The study, published by the research group MDRC and part of a larger project financed by the Bill & Melinda Gates Foundation and other sources, explores the effects that grants tied to measures of enrollment, persistence and academic performance have on low-income students at two New York City community colleges. Unlike some of the other studies in the series, which provide students with extra student services and other enhancements as well as scholarships, the New York study provided grants alone (on top of the students' federal and state need-based grants) to students at Borough of Manhattan Community College and Hostos Community College, both in the City University of New York System.

Based on their enrollment and completion levels, study participants received grants of up to $1,300 for each of two semesters, and some received a similar-sized grant for a third (summer) semester. In each term, a student received $200 for registering for six or more credits, another $450 if still enrolled by the middle of the term, and $650 for achieving a grade of C or better (or the equivalent in developmental courses) in at least six credits. (The control group, of course, got no grants at all.)

The grants did appear to have some impact.

Students who received the performance-based grants were likelier than those who did not to enroll full time during the semesters they received the aid. And the students who received aid for the summer were more likely to enroll in that term, and earned more credits, than did those who did not receive grants for that term. 

But by and large the effects did not last. The study tracked students for a full additional year beyond the year in which they received the performance-based grants, and by the end of that period, the average grant recipient had neither earned any additional credits nor registered for more semesters. "This suggests that while the program was effective when students were eligible for scholarships, the effects on enrollment and credits earned dissipated after the program ended," the authors write. (The relatively small number of grant recipients at Hostos, a much smaller institution where the students are older and the program was housed in a student services division of the college, did accumulate more credits than their peers did, the authors note.)

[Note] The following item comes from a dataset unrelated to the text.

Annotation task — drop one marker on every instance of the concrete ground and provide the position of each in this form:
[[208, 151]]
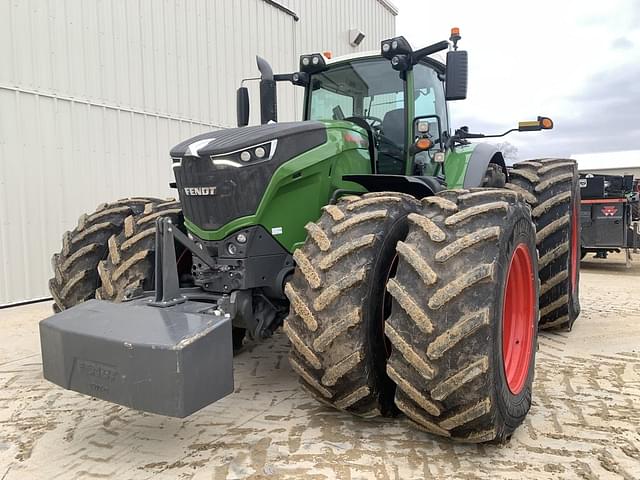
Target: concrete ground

Reshma Patel, project and data manager for the Performance-Based Scholarship Demonstration Project, suggested that the New York project might be showing the least results of the various sites in the larger study because of its "bare bones" nature, since participants received only grant funds and no other support. (Studies at other sites are testing the provision of advising and tutoring services, the power of longer terms and larger amounts of scholarships, etc.) While results for most of the other sites have not yet been published, she said, "we have had consistent findings across the sites, in terms of improvements in credit accumulation."

Optimistic as Patel is that the studies, taken together, will ultimately show benefits of tying aid to performance in some fashion, she made clear that the project's intent is not to influence debate over how federal aid such as Pell Grants should be awarded. 

"These grants are going to an already Pell-eligible student population, but students with high levels of unmet need," Patel said. "These results don't speak to [possible changes in Pell Grants]. A lot of community foundations and other providers are looking for ways to make scholarship dollars that right now are not very purposeful a little more purposeful. This could be a viable solution to repurpose those dollars."